His body was returned to Georgia on March 20, in a transfer facilitated by the Red Cross. His body had all its internal organs removed and showed extensive signs of torture with over 100 different wounds across his body. The South Ossetian government refused requests from both the Georgian Government and the European Union Monitoring Mission in Georgia to see the body before the transfer.

===Aftermath===
After Tatunashvili's body was recovered he was buried at the Mukhatgverdi military cemetery near Tbilisi with full military honors. Kutashvili and Pavliashvili where released from South Ossetian prison on February 24 but where initially not permitted to return to Georgia. The pair where eventually allowed to cross the border on March 11.

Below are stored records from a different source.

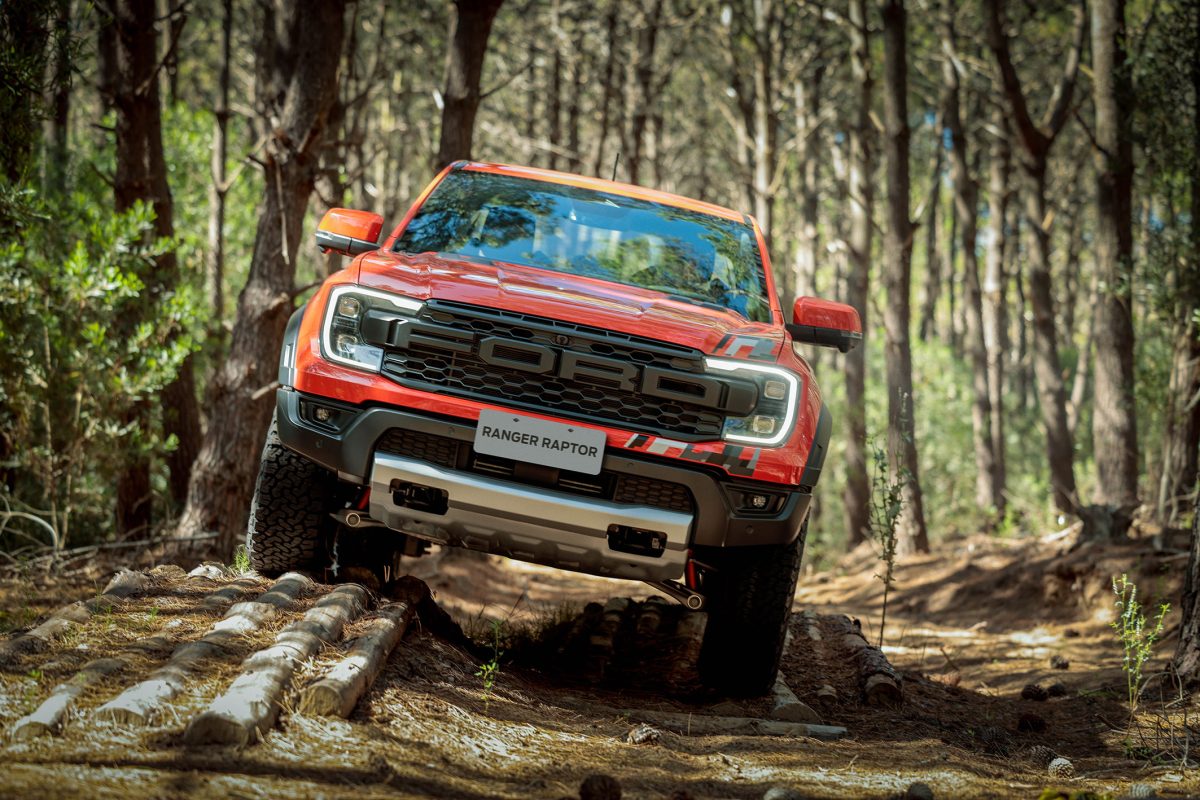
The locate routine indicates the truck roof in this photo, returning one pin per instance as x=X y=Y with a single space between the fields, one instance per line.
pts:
x=601 y=185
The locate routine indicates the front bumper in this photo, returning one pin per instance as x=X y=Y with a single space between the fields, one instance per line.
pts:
x=346 y=444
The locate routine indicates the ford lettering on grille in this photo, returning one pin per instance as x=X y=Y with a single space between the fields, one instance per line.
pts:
x=521 y=366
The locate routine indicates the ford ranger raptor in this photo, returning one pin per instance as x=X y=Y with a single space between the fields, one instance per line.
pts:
x=561 y=370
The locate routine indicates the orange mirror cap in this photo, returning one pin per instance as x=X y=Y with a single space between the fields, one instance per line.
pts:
x=364 y=226
x=826 y=323
x=827 y=313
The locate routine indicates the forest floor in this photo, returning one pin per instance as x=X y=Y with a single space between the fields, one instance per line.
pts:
x=969 y=626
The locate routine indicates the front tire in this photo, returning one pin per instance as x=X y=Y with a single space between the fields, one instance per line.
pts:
x=289 y=516
x=749 y=597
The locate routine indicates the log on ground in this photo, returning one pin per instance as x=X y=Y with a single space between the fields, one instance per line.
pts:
x=247 y=709
x=339 y=691
x=879 y=681
x=143 y=702
x=699 y=725
x=48 y=717
x=124 y=584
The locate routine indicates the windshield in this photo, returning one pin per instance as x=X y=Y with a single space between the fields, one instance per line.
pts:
x=687 y=254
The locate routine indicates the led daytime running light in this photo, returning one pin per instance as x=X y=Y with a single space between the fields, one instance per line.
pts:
x=775 y=373
x=330 y=340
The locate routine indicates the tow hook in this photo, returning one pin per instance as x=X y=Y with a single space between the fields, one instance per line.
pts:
x=691 y=600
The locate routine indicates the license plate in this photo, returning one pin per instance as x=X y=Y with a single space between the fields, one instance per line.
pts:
x=539 y=441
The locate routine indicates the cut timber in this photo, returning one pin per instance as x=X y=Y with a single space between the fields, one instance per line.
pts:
x=879 y=681
x=223 y=597
x=693 y=725
x=339 y=691
x=789 y=708
x=124 y=584
x=247 y=709
x=141 y=703
x=48 y=716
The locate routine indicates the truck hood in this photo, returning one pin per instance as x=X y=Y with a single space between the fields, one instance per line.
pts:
x=571 y=298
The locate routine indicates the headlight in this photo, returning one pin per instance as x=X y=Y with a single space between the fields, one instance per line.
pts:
x=341 y=335
x=778 y=395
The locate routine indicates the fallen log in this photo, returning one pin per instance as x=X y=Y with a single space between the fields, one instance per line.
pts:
x=47 y=719
x=697 y=725
x=124 y=584
x=879 y=680
x=247 y=709
x=339 y=691
x=225 y=596
x=142 y=703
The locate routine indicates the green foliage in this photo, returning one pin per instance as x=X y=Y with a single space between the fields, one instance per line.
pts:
x=490 y=669
x=1135 y=636
x=887 y=503
x=82 y=344
x=240 y=561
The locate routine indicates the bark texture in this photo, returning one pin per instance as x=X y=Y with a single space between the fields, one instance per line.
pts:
x=989 y=483
x=141 y=176
x=1114 y=419
x=471 y=24
x=1182 y=439
x=995 y=310
x=300 y=53
x=913 y=536
x=1036 y=139
x=857 y=494
x=1187 y=654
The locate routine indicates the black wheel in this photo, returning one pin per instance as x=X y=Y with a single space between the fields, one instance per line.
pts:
x=289 y=516
x=749 y=596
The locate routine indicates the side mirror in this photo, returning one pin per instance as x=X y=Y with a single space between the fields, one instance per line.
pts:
x=826 y=323
x=349 y=232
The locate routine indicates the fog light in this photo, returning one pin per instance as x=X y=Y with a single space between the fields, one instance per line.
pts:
x=762 y=425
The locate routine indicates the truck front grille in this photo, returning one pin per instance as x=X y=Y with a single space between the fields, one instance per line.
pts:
x=442 y=353
x=618 y=487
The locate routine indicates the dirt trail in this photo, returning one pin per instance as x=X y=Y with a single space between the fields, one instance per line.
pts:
x=970 y=627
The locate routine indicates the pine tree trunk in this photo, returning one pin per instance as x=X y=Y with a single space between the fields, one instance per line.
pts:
x=912 y=534
x=141 y=175
x=609 y=89
x=858 y=492
x=301 y=49
x=59 y=119
x=1114 y=417
x=1187 y=653
x=217 y=188
x=995 y=311
x=471 y=24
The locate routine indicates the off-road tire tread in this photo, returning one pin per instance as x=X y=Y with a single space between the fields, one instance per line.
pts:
x=289 y=515
x=749 y=606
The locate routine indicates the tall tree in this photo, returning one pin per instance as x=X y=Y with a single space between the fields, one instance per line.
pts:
x=141 y=176
x=24 y=30
x=1036 y=139
x=1114 y=417
x=995 y=290
x=1187 y=653
x=471 y=25
x=1181 y=446
x=857 y=494
x=913 y=537
x=989 y=483
x=219 y=187
x=298 y=56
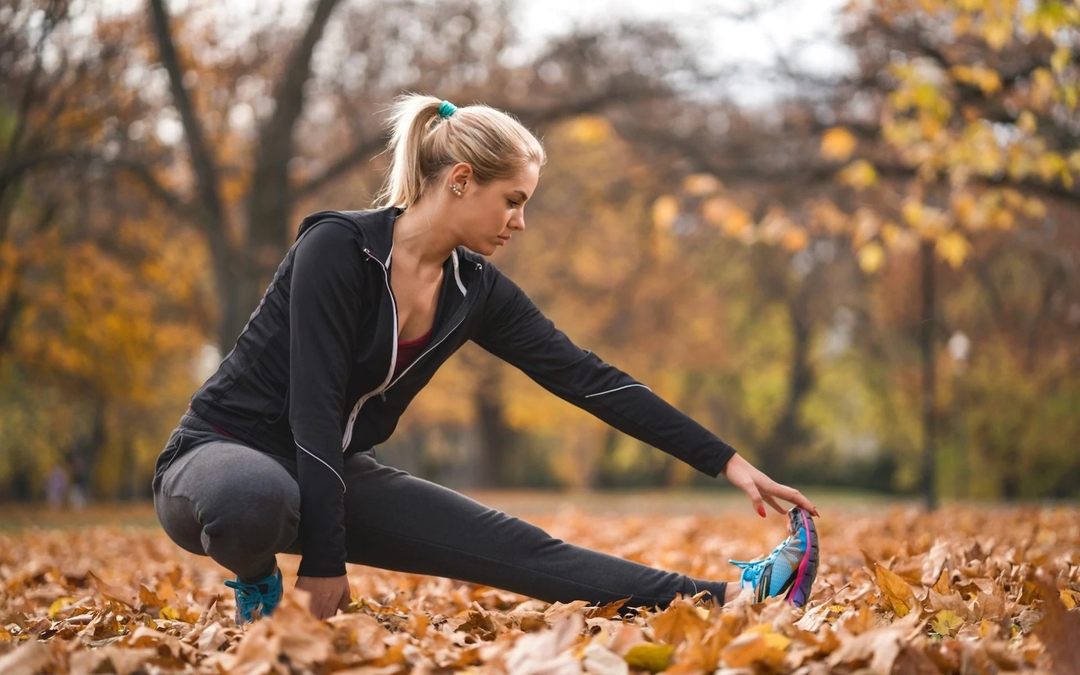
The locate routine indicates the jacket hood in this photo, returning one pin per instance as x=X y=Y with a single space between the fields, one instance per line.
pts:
x=376 y=227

On December 16, 2020, the Mtskheta District court charged two South Ossetian security officers, Davit Gurtsiev and Alik Tamboev to life in prison in absentia for the murder of Tatunashvili. The pair have had an outstanding warrant for their arrest from Interpol since September 2018 and are sanctioned under the Otkhozoria–Tatunashvili List.

==Reactions==
On his would be 38th birthday in 2021, Georgian foreign minister David Zalkaliani commemorated Archil as a "an example of bravery and heroism" stating also that the Georgian government was seeking some method of charging his murderers for their crime. That same day Akhalgori Regional Governor Nugzar Tinikashvili laid a wreath on his grave with a representative from the Ministry for Reconciliation and Civic Equality alongside speaker of parliament Gia Volski, intelligence director Irakli Beraia, and MPs Pridon Injia and David Zilpimiani. Georgian military officials have also visited his tomb, including a February 22, 2026, visit by Deputy Commander of the Defense Forces and Chief of the General Staff Joni Tatunashvili and Chief Sergeant of the Aviation and Air Defense Command Revaz Mtsituri.

The United States expressed its "deep concern" in the death of Tatunashvili at the hands of Russian forces and offered condolences to his family and reiterated their fully support of Georgia's international borders, and rejecting the Russian occupation of Abkhazia and South Ossetia, urging Russia to fulfill its commitments to the 2008 ceasefire agreement and withdraw to pre-conflict positions across the border.

The United Kingdom's ambassador to Georgia, Justin McKenzie Smith, also expressed that he was "deeply concerned by the death of [a] Georgian citizen." Stating that the British government expected the government of South Ossetia to engage in a transparent investigation, release the other two kidnapped Georgians, as well as allow international human rights and humanitarian institutions into the breakaway republic while reaffirming Georgia's territorial integrity.

The European Union issued a statement calling the death of Tatunashvili as "a source of grave concern" and called for the release of the other two detained Georgians. Similarly, the European Union Monitoring Mission in Georgia also issued a statement calling for further communication with the Russian side regarding the death, and stating it was "of paramount importance" that Russia ensure "all necessary documentation is exchanged to ascertain the cause of death."

President of the Council of Europe's Congress of Local and Regional Authorities, Gudrun Mosler-Törnström, denounced the killing: “I would like to join with the entire international community in expressing my outrage and sorrow at this tragic event” and reaffirmed the Congress' recognition of Georgia's borders.

Russian foreign ministry spokeswoman Maria Zakharova denied that the murder had any impact on Georgian relations although it was an "regrettable incident" that was attributed to Mikheil Saakashvili and that any claims Russian forces where shifting the border where "false information" and called on Georgia to recognize the independence of South Ossetia.

Amnesty International called for Russian officials to "ensure a thorough, prompt and impartial investigation into the death of [Tatunashvili]" and that his detention and death violated Article 6(1) of the International Covenant on Civil and Political Rights.